Despite Liberal unease over revamped anti-terror bill, PM promises fast-track
    BRUCE CHEADLE
    Canadian Press
    May 2, 2002

    OTTAWA (CP) - Prime Minister Jean Chretien told his caucus Wednesday he plans to fast-track the government's newly redrafted anti-terrorism legislation and pass it before the Commons rises in June for the summer break. Concerns remain, however, both inside and outside Liberal ranks over the impact of the revised bill, now called C-55, or Public Security Act.

    The bill was introduced in the Commons on Monday after an earlier draft, Bill C-42, was quietly scrapped under the weight of heavy internal Liberal criticism.

    "We have listened to parliamentarians, we have listened to Canadians," Transport Minister David Collenette said Wednesday as the Commons began two days of debate on the legislation.

    "This bill is worthy of support of all members of this House."

    But lingering resentment remains, caucus sources said, because Liberal MPs were given no say in the look of the replacement bill.

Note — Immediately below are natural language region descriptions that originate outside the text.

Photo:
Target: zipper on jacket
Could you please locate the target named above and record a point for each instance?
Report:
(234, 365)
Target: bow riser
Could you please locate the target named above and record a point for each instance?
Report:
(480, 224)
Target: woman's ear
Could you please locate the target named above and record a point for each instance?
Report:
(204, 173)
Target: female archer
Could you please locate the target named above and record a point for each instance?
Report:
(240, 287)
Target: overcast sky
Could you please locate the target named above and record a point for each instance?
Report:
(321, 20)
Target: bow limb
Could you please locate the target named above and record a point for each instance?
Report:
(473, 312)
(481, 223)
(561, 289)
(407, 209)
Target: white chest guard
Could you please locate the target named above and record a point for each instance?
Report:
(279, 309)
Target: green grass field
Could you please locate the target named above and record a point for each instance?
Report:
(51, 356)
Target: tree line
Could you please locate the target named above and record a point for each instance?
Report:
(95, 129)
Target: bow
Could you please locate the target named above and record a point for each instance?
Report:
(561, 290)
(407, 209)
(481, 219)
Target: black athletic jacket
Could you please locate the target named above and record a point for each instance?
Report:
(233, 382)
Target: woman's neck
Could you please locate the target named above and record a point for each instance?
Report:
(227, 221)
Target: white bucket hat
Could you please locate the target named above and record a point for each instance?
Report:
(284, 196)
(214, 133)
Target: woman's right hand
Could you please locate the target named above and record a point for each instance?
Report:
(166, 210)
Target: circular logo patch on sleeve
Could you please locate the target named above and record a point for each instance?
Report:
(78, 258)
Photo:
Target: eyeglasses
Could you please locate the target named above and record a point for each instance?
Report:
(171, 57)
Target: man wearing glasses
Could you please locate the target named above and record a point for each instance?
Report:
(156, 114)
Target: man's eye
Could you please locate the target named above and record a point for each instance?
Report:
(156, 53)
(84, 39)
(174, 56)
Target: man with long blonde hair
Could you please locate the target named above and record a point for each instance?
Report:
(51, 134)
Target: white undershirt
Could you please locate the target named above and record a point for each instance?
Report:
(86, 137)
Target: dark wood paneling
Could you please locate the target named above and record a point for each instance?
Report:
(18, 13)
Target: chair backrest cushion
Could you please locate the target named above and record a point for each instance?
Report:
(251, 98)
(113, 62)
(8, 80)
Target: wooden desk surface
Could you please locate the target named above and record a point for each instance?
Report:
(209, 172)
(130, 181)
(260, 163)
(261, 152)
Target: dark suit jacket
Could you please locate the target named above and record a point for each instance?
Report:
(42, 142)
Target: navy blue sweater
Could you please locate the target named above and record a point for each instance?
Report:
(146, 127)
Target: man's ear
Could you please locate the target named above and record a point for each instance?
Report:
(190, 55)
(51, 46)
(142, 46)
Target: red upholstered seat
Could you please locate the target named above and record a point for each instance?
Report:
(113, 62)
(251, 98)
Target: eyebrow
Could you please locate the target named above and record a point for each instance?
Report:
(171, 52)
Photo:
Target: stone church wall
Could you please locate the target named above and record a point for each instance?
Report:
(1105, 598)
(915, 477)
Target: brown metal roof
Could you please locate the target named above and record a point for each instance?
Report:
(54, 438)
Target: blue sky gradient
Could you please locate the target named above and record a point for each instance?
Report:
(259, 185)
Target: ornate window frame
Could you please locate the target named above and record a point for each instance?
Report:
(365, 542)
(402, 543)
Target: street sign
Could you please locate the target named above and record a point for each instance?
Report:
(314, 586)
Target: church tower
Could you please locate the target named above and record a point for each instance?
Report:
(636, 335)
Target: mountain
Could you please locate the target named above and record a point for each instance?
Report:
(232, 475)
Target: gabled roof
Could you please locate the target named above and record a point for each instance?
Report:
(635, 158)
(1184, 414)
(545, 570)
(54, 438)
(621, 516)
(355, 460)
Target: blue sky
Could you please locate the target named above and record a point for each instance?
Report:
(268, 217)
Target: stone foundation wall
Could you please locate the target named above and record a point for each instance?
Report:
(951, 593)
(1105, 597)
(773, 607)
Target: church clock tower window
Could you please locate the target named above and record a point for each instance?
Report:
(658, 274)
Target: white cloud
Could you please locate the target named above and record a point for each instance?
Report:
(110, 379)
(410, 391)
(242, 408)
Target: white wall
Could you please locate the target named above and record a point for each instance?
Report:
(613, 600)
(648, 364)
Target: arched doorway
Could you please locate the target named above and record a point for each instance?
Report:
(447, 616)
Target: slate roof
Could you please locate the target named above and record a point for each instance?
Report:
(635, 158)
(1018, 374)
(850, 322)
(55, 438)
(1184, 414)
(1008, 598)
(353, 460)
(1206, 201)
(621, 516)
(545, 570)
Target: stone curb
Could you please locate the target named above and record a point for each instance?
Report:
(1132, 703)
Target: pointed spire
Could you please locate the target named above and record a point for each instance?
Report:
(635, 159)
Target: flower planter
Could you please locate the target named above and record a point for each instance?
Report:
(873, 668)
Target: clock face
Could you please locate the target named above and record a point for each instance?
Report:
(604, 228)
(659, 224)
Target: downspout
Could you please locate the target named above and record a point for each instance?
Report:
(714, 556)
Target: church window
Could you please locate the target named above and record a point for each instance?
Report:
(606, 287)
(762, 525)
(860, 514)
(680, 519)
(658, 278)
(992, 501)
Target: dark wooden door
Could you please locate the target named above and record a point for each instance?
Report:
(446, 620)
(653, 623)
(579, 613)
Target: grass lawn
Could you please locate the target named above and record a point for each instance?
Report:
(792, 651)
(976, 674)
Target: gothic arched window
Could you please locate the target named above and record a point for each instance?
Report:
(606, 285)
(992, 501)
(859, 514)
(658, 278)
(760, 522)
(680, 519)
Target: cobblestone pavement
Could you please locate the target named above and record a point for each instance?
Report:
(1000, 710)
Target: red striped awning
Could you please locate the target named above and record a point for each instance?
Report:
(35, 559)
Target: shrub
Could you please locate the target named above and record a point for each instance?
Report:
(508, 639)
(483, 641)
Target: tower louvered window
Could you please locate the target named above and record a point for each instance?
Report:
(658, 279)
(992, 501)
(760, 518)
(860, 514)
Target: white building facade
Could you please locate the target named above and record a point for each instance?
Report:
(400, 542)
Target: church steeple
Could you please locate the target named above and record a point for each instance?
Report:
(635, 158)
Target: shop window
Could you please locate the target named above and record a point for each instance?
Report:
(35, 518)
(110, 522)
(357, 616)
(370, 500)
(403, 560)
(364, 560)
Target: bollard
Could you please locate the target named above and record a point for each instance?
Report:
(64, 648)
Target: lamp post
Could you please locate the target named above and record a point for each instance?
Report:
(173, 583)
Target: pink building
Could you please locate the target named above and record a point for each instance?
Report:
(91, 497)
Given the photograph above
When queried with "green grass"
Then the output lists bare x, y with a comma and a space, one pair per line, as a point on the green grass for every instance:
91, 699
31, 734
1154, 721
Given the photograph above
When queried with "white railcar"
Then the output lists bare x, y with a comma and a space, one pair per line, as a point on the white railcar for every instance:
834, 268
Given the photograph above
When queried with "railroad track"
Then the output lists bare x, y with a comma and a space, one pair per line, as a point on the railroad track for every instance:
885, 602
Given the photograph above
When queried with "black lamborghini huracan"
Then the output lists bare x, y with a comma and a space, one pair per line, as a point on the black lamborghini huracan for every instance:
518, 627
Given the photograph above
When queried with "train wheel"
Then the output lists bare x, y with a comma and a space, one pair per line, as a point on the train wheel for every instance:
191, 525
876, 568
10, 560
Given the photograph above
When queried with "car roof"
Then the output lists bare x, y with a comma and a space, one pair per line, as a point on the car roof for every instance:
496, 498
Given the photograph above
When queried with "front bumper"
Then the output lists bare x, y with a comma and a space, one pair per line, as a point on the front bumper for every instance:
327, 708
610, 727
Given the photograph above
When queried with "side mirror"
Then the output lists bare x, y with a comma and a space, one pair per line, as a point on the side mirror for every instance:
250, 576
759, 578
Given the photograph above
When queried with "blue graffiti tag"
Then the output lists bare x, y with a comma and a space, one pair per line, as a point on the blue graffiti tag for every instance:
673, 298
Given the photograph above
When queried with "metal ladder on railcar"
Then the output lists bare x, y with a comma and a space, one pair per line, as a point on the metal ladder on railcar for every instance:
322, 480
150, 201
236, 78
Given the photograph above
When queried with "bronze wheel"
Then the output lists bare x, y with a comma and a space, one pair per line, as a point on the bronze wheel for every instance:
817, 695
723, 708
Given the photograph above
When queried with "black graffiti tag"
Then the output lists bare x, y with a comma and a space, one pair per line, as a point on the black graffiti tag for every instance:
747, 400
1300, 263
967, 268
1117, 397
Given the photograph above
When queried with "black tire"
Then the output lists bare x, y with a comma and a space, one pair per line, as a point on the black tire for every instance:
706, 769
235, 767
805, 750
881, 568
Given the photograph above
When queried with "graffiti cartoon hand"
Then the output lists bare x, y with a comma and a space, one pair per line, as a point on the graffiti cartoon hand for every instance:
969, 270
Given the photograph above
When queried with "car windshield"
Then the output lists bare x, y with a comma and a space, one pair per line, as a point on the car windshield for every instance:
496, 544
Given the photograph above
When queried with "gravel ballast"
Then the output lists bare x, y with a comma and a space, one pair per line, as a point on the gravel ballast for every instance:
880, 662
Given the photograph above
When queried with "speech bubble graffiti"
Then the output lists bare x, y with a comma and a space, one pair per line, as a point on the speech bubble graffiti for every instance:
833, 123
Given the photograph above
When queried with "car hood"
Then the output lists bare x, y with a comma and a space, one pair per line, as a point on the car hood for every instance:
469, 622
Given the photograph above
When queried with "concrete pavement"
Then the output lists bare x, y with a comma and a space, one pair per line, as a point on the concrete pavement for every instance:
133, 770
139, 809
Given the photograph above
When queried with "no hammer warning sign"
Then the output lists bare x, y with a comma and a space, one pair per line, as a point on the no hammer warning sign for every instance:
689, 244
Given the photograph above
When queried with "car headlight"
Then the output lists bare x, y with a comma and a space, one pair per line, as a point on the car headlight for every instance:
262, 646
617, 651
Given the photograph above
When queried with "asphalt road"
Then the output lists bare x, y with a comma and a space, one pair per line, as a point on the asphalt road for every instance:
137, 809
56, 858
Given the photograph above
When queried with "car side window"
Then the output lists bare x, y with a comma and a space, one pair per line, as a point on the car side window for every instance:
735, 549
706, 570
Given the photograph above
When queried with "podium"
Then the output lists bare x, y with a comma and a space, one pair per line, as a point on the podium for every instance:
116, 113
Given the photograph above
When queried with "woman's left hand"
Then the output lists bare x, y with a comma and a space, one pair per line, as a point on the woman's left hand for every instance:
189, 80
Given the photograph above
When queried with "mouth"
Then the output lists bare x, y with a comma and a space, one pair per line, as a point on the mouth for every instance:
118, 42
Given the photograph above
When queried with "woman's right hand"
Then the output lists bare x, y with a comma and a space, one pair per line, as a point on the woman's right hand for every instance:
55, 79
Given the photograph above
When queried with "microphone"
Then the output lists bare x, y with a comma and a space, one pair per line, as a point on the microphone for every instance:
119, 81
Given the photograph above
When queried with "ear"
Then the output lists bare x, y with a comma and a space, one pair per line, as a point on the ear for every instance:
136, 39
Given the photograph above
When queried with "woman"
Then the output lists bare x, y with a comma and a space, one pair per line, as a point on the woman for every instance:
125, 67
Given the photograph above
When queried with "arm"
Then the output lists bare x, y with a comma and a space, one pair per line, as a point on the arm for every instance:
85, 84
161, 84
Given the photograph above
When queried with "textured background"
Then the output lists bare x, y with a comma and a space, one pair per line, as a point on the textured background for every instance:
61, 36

    Chretien made it clear Wednesday to his fractious caucus that unlike Bill C-55's predecessor introduced last November, the new bill will be rushed through the Commons within weeks.

    The prime minister also brushed off opposition questions about the constitutionality of the legislation, saying citizens could challenge the bill's more contentious provisions in court.

    "If the bill is not valid, (Bloc Leader Gilles Duceppe) has no reason to be worried, the courts will certainly reject it," Chretien said in the Commons.

    Duceppe and Conservative Leader Joe Clark both attacked elements of the proposed military security zones that can be established under the new law. Clark called the provision "drive-by martial law."

    But it was federal privacy commissioner George Radwanski who made the most pointed critique Wednesday.

    Bill C-55 would allow police to scan all domestic and international airline passenger lists, a power Radwanski said could lead to totalitarian-style travel checkpoints.

    Section 4.82 gives the RCMP and the Canadian Security and Intelligence Service unrestricted access to the personal information of all air travellers.

    Included is the right to collar any passenger with an outstanding warrant for an offence that is punishable by five years or more in jail.

    The provision actually expands on the discarded bill by extending police screening powers beyond terrorist acts to general criminality.

    Solicitor General Lawrence MacAulay defended the new powers Wednesday.

    He said the provision gives "tools to the police and security intelligence agencies to make sure that they're aware of individuals like murderers or whatever that could be entering the country and then we'd be able to arrest them."

    Radwanski, in a news release, argued that law-abiding citizens should be alarmed because air travel identification is not that detailed.

    "Significant numbers" of passengers will likely be detained or arrested simply because they share a name similar to someone with an outstanding arrest warrant, he said.

    Moreover, there's no reason the provision couldn't be expanded to train and bus passengers and people who rent cars.

    The result, said Radwanski, would be "similar to those that exist in totalitarian societies where police routinely board trains or establish roadblocks to check identification papers in search of anyone of interest to the state."

    The privacy commissioner's concerns got a receptive ear from some Liberals.

    John McKay, chairman of the Ontario caucus, said the police power is wide open to "function creep."

    "You go from terrorism to organized crime to ordinary criminality to invasion of privacy of Canadians who are otherwise law-abiding," McKay said in an interview.

    "Police, being police, will use it for the low-hanging fruit."

    Another Liberal, John Bryden, dismissed Radwanski as a bit of crank.

    "I think he takes too extreme a stand, too often," said Bryden, before adding his own criticism of Bill C-55.

    The legislation allows some cabinet ministers to issue interim orders that override existing laws for up to one year.

    Bryden said that extraordinary power appears to mirror the federal Emergencies Act. MPs should examine interim orders "very, very carefully," he said, to see if they instead belong in the Emergencies Act, "where there are better parliamentary safeguards."

    Last fall, critics helped push the government to amend its first piece of anti-terrorism legislation, Bill C-36, and backbenchers flexed more muscle on the followup Bill C-42.

    This latest legislative attempt to tighten national security could also face some changes, said McKay.

    "I expect that there will be some haggling."